Question of exception in codegen stage

syang · November 30, 2021, 5:31pm

Hi all, I found an interesting problem of exception in codegen stage in TVM.

Last month I asked a question(TVM failed to build prefetch statement), and when I reviewed it today, I found it seemed to be fixed by one commit. I will receive an error message rather than a crash if I run this code.

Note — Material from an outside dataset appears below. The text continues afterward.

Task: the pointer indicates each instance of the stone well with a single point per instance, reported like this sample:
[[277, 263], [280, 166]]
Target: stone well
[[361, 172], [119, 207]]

Everything goes well until I try to build this function several times. A strange thing happens - the program crashes:

Here is the code snippet to trigger this crash:

import tvm
from tvm import te

A = te.placeholder((25, 100, 4), name="A")
_A = tvm.tir.decl_buffer(A.shape, A.dtype, name="A")
i = te.size_var("i")
j = te.size_var("j")
region = [tvm.ir.Range.from_min_extent(i[0], i[1]) for i in [(i, 2), (j, 8), (0, 4)]]
stmt = tvm.tir.Prefetch(_A, region)
func = tvm.tir.PrimFunc([_A.data, i, j], stmt, buffer_map={_A.data: _A})

count = 0
while True:
    try:
        tvm.build(func)
    except:
        count += 1
        print(f'Test {count}: goes well!')
        pass

According to the gdb backtrace, I guess that TVM might forget to handle the resource correctly and only throws the exception if there is something wrong in codegen stage. Such behavior seems to be potentially vulnerable and if we try to build a new function, the crash may occur.

To confirm my assumption, I used another snippet to trigger the crash.

import tvm 
buf = tvm.tir.buffer.decl_buffer((1,)) 
value = tvm.tir.IntImm('int32', 1)
i = tvm.tir.Broadcast(1,4)
index = tvm.tir.Shuffle([i, i], [i])
s = tvm.tir.Store(buf.data, value, index)
f = tvm.tir.PrimFunc({buf.data}, s)
count = 0
while True:
    try:
        tvm.build(f)
    except:
        count += 1
        print(f'Test {count}: goes well!')
        pass

Generally, we will get an exception Shuffled indeces are suppose to be int, but get x4(1) when we build this function. However, if we try to build it more times, it will crash:

I am quite curious about its root cause, and I’d appreciate any help .

vinx13 · November 30, 2021, 8:19pm

possibly related to the memory issue here Question on TensorIR's support of multi-axis parallelization

syang · December 1, 2021, 1:50am

Thanks for your reply! It seems to be related to this issue, something wrong happens in codegen stage.